Turkey on Monday accused Russia of an “obvious war crime” after missile attacks in northern Syria killed scores of people.

Almost 50 civilians were killed when missiles hit at least five medical facilities and two schools in rebel-held areas of Syria on Monday, according to the United Nations, which called the attacks a blatant violation of international law.

At least 14 were killed in the northern town of Azaz, the last rebel stronghold before the border with Turkey, when missiles hit a children’s hospital and a school sheltering refugees, a medic and two residents said.
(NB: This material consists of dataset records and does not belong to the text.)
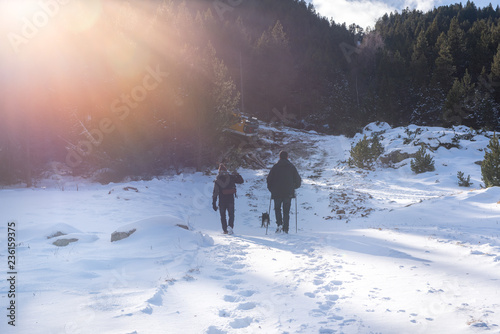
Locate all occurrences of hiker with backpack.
[267,151,302,233]
[212,164,244,234]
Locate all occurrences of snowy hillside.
[0,124,500,334]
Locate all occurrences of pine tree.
[481,135,500,188]
[491,45,500,78]
[410,145,434,174]
[434,33,456,91]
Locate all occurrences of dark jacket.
[212,172,244,204]
[267,159,302,198]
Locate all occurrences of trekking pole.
[295,195,298,233]
[266,196,273,235]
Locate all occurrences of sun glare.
[0,0,177,120]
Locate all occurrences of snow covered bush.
[410,145,434,174]
[348,135,384,169]
[457,171,472,187]
[481,135,500,188]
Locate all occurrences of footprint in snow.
[238,290,256,297]
[224,295,239,303]
[205,326,227,334]
[229,317,253,329]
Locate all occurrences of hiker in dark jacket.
[267,151,302,233]
[212,164,243,234]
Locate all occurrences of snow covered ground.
[0,124,500,334]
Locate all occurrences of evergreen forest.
[0,0,500,186]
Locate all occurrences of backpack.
[217,175,236,195]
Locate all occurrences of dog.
[260,212,270,227]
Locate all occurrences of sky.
[309,0,500,28]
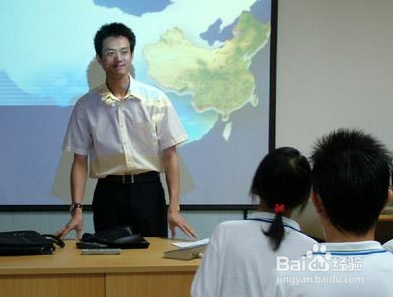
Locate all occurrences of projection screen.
[0,0,277,210]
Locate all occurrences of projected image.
[0,0,272,206]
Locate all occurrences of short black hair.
[94,23,136,58]
[311,128,392,235]
[250,147,311,250]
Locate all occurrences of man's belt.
[101,171,160,184]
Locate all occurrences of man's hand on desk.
[168,208,198,238]
[56,209,83,240]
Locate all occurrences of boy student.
[58,23,196,238]
[265,129,393,297]
[191,147,316,297]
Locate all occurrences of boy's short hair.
[311,129,391,235]
[94,23,136,58]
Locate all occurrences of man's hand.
[56,209,83,240]
[168,208,198,238]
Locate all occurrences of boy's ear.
[311,191,326,217]
[96,55,102,65]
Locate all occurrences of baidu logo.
[277,244,332,271]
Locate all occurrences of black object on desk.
[76,226,149,249]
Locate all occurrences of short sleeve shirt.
[63,76,187,178]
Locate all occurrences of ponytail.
[263,204,285,251]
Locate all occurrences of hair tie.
[274,203,285,214]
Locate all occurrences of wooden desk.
[0,238,200,297]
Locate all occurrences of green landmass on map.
[143,12,270,120]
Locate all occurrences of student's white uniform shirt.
[63,76,187,177]
[191,212,316,297]
[267,241,393,297]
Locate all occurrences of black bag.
[0,231,65,256]
[76,226,149,249]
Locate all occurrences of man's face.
[97,36,133,78]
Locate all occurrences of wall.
[0,0,393,237]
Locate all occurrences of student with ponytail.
[191,147,316,297]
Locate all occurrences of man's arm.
[57,154,87,239]
[162,146,198,238]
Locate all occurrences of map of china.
[143,12,270,121]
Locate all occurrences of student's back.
[191,148,315,297]
[267,129,393,297]
[192,212,315,297]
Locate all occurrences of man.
[266,129,393,297]
[58,23,196,238]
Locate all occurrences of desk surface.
[0,237,200,275]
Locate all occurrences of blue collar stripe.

Missiles also hit a hospital in the town of Marat Numan in the province of Idlib, south of Aleppo.

Turkish Prime Minister Ahmet Davutoglu said a Russian missile had hit the buildings and that many civilians including children had been killed. Turkey’s foreign ministry accused Russia of carrying out an “obvious war crime.”

But Russian Health Minister Veronika Skvortsova said Russian air strikes were targeting Dae’sh infrastructure and she had no reason to believe that Russian planes had bombed civilian sites in Idlib.

Syria’s ambassador to Russia said US war planes were responsible.

White House national security adviser Susan Rice on Monday condemned in the “strongest terms” the intensified bombing of northern Syria, adding that it ran counter to commitments to reduce hostilities made by major powers last week in Munich.

The Syrian civil war, reshaped by Russia’s intervention last September, has gone into an even higher gear since the UN sought to revive peace talks. The talks in Geneva were suspended earlier this month before they got off the ground.

World powers agreed in Munich on Friday to a cessation of hostilities in Syria to allow humanitarian aid to be delivered, but the deal does not take effect until the end of this week and was not signed by any warring parties.

But in a further clouding of the Munich deal, Syrian President Bashar al-Assad said on Monday that any ceasefire did not mean each side had to stop using weapons, and that nobody was capable of securing the conditions for one within a week.

At a news conference in Kiev, Turkey’s prime minister doubted Russia’s commitment to any deal to cease hostilities, pointing to comments from Moscow that it would continue its air strikes regardless.

French charity Médecins Sans Frontières (MSF) said seven people were killed and at least eight staff were missing after missiles hit a hospital in the province of Idlib, west of Aleppo, in a separate incident.